By: Serigne diagneCC BY 2.0

Depuis le 16 mai dernier, de nombreux militants membres de la CGT et de la FO et opposants à la « loi Travail » bloquent plusieurs dépôts de carburant, mettant en péril le ravitaillement des stations-services un peu partout en France. Et le secrétaire d’État aux Transports Alain Vidalies a eu beau affirmer qu’ « il n’y aura pas de pénurie », aujourd’hui, lundi 23 mai 2016, ce sont plus de 1 500 points de distribution qui se trouvent en rupture partielle ou totale de carburant. L’association « 40 millions d’automobilistes » estime que la CGT et la FO se trompent de cible en paralysant les automobilistes et demande aux groupements syndicaux de rendre leur mobilité aux Français.

Les automobilistes pénalisés

Les blocages de plusieurs centres de dépôt de carburant et la grève des chauffeurs routiers provoquent de grosses difficultés d’approvisionnement des stations-services. En conséquence, les automobilistes français ont souvent passé plusieurs heures ce week-end à attendre de pouvoir faire le plein, en prévision de leur semaine de travail : « La voiture reste le mode de transport privilégié des Français, parce qu’ils ne disposent pas de moyen alternatif efficace. Si l’usager ne peut plus utiliser son véhicule, il ne peut plus se rendre sur son lieu de travail et en est directement pénalisé au portefeuille et dans sa qualité de vie » explique Daniel Quéro, président de « 40 millions d’automobilistes ».

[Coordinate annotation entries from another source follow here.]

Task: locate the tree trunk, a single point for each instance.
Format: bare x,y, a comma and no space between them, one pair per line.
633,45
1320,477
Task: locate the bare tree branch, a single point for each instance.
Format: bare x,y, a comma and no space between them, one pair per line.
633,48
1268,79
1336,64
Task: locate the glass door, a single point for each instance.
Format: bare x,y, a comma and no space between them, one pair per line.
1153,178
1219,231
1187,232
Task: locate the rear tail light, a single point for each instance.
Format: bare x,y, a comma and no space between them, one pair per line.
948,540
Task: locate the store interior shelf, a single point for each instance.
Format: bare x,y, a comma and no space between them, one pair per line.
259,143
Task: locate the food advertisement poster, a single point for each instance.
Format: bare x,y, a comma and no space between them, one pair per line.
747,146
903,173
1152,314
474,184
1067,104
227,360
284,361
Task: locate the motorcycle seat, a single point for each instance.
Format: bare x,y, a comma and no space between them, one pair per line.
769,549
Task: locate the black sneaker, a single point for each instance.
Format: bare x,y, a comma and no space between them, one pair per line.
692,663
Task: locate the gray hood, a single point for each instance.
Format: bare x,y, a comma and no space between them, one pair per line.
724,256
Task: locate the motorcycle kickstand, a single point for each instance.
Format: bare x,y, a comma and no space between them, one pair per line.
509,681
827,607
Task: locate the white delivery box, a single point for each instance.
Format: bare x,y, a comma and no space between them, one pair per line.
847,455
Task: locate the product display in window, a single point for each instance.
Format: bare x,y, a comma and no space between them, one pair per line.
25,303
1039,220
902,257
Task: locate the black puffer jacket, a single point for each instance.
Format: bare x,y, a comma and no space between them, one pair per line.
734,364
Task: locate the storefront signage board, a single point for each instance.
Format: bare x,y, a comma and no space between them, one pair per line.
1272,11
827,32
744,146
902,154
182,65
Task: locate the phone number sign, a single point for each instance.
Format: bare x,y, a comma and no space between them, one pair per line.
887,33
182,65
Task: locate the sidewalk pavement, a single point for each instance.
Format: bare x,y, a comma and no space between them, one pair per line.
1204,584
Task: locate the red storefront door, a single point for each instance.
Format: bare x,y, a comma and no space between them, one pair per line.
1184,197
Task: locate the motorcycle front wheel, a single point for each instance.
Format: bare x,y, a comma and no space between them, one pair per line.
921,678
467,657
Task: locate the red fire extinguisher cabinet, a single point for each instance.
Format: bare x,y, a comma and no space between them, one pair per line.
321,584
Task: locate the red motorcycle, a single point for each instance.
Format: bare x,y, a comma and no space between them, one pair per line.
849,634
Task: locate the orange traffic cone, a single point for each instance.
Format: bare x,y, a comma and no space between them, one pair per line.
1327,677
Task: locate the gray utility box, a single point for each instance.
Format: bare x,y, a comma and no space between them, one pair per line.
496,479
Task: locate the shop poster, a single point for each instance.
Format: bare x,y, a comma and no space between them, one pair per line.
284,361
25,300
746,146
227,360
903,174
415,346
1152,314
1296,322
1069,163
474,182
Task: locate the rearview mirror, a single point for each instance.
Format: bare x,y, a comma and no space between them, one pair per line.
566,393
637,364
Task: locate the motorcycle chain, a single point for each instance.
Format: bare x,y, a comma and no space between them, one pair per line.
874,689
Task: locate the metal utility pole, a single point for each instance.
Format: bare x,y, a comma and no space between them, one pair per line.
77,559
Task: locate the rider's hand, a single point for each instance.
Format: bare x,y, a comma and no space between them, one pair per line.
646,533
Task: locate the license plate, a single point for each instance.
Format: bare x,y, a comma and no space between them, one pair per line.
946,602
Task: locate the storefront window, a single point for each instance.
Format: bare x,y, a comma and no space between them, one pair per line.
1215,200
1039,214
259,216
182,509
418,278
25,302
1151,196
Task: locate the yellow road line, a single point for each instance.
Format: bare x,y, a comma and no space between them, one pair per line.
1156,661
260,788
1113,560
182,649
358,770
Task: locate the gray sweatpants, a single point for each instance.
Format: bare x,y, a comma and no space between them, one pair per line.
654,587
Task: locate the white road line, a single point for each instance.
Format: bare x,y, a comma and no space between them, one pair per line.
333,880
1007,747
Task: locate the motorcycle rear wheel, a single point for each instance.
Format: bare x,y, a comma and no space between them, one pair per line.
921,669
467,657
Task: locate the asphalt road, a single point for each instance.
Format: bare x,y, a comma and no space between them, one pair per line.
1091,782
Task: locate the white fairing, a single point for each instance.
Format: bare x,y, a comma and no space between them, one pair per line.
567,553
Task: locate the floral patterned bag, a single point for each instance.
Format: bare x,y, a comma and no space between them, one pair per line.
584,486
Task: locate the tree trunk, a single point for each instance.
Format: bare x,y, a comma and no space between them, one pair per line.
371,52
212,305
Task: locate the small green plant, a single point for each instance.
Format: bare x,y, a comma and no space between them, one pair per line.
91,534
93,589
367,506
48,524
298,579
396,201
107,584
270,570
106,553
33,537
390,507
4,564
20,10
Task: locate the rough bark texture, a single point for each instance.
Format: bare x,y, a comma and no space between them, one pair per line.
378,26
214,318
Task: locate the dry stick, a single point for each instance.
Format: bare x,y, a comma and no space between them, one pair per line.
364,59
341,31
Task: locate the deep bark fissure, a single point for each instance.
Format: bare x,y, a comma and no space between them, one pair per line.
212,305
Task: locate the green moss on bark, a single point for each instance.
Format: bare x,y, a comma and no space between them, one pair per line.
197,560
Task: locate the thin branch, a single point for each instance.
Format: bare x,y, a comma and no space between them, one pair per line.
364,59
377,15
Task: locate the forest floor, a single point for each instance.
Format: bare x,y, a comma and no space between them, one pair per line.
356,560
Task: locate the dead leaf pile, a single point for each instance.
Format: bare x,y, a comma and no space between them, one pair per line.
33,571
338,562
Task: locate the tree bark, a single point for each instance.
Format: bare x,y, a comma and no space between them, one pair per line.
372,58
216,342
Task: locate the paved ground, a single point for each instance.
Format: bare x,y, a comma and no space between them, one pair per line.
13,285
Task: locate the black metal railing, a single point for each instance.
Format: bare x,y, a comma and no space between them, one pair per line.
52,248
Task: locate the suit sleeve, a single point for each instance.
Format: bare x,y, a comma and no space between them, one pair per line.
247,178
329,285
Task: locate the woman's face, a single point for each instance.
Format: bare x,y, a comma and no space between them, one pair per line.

Car si les syndicats prétendent diriger leur mécontentement contre le Gouvernement, les premiers pénalisés par ces mouvements sont les usagers, dont la mobilité quotidienne dépend entièrement de la possibilité d’utiliser leur voiture : « En empêchant l’approvisionnement des automobilistes en carburant, ce sont tous les Français que l’on prend en otages et c’est injuste. On peut exprimer sa désapprobation, mais pas en mettant en difficulté les usagers et travailleurs. L’automobiliste est toujours la cible idéale lorsqu’il s’agit d’argent ou de revendication ; on en avait l’habitude de la part des décideurs politiques, mais il est d’autant plus inacceptable que des organismes prétendant défendre des intérêts communs utilisent aussi cette méthode pour parvenir à leurs fins » conclut Pierre Chasseray, délégué général de l’association.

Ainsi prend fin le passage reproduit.